AI Agents and the Expanding Cybersecurity Frontier: Navigating the Risks of Skill-Based Attack Surfaces
The rapid adoption of AI agents has introduced a new dimension to cybersecurity, transforming the attack surface from traditional codebases to natural language text. These agents, which leverage skills—text-based instructions enabling multi-step tasks—pose unique risks as researchers uncover vulnerabilities in their deployment and execution. This evolution demands a reevaluation of security strategies to address the semantic and procedural complexities of AI-driven systems.

The Rise of Skill-Based Attack Vectors
AI agents function by interpreting and executing skills, which are typically defined in files like SKILL.md. These skills act as text-based prompts, guiding agents to perform tasks ranging from code reviews to data analysis. However, this reliance on natural language introduces a critical vulnerability: prompt injection. Researchers have demonstrated that malicious actors can manipulate these skills to alter an agent’s behavior, often without direct code-level access.
Soheil Feizi, a computer science professor at the University of Maryland and founder of RELAI.ai, highlights the dual nature of this risk: “Skills are not just code. they are text instructions that can be weaponized.
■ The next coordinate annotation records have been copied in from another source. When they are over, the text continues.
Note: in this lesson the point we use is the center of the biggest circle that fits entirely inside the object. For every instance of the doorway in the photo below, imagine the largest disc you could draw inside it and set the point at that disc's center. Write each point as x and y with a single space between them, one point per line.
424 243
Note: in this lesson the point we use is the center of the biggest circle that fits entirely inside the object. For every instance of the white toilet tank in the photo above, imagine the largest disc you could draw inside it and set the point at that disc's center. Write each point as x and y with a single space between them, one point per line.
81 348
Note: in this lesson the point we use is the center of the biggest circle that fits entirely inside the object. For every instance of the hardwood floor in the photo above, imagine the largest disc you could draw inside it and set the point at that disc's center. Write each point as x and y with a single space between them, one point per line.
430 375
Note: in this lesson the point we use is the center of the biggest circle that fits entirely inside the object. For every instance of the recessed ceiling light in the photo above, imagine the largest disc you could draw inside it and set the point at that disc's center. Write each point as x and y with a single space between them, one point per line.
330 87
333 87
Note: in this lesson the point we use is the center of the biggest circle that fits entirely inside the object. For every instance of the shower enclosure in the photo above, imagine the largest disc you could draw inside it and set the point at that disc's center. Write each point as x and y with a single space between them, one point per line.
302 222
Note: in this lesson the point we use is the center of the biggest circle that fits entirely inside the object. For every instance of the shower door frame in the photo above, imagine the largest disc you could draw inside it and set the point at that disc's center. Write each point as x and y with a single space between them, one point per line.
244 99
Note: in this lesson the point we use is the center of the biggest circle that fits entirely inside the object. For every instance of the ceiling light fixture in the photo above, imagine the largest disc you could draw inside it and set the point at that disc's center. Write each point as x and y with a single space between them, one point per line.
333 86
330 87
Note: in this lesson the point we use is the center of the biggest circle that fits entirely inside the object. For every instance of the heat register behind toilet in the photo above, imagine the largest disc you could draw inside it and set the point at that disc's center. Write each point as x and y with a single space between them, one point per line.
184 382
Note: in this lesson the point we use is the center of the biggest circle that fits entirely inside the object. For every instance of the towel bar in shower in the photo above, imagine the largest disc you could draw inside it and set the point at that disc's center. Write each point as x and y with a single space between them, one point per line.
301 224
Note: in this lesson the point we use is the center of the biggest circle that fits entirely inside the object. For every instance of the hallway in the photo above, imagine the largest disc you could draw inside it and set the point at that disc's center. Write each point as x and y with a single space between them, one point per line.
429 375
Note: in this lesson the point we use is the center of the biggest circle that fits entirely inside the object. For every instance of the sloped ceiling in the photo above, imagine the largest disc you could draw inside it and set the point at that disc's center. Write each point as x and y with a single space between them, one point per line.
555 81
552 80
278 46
The ability to inject adversarial prompts through these channels creates a new, expansive attack surface.”
Quantifying the Threat: Snyk’s 2026 Findings
A 2026 report by cybersecurity firm Snyk revealed alarming statistics about the security of AI skill registries. Of the 3,984 skills analyzed across platforms like ClawHub and skills.sh, 13.4% contained critical vulnerabilities, including malware distribution, prompt injection risks, and exposed secrets. This finding underscores the urgency of addressing security gaps in skill registries, which are often treated as trusted repositories.
“The problem isn’t just the skills themselves but how they are discovered, selected, and vetted,” says Feizi. “Adversaries can exploit semantic nuances in skill descriptions to manipulate agent behavior, bypassing traditional security checks.”
Breaking Down the Attack: Semantic Supply-Chain Risks
In a preprint paper titled Under the Hood of SKILL.md: Semantic Supply-Chain Attacks on AI Agent Skill Registry, Feizi and colleagues at the University of Maryland demonstrate how attackers can manipulate skill registries. Their research shows that:
- Short, 20-token triggers can influence how agents discover and select skills, with 86% of tests favoring malicious over legitimate options.
- Attackers can evade detection by “overflowing” the context window of scanners, hiding malicious instructions beyond the 10,000-character limit used by platforms like ClawHub.
- Traditional security tools, which focus on code, often fail to detect risks embedded in text-based skill descriptions.
“This work reveals that natural-language specifications must be treated as security-sensitive objects,” Feizi emphasizes. “Protecting agents requires rethinking how skill registries, ranking mechanisms, and governance pipelines are designed.”
Implications for Cybersecurity Strategy
The findings have significant implications for organizations deploying AI agents. Key recommendations include:

- Enhanced Skill Vetting: Implement rigorous checks for semantic anomalies in skill descriptions, beyond code-scanning tools.
- Contextual Monitoring: Track how agents interact with third-party skills, particularly those automatically fetched based on task relevance.
- Agent-Level Defenses: Develop safeguards to detect and mitigate prompt injection, such as limiting the influence of external prompts on agent behavior.
As AI systems become more autonomous, cybersecurity teams must adopt a proactive approach, treating natural language as a critical component of their defense strategy.
Looking Ahead: A Call for Industry Collaboration
The research by Feizi and his team serves as a wake-up call for the AI and cybersecurity communities. With the proliferation of open-source AI models and decentralized skill registries, the need for standardized security practices has never been greater. Organizations must prioritize transparency, collaboration, and innovation to mitigate risks while harnessing the benefits of AI agents.
“This is not just a technical challenge but a systemic one,” says Feizi. “We need to encourage more careful design of skill ecosystems to ensure they are resilient against evolving threats.”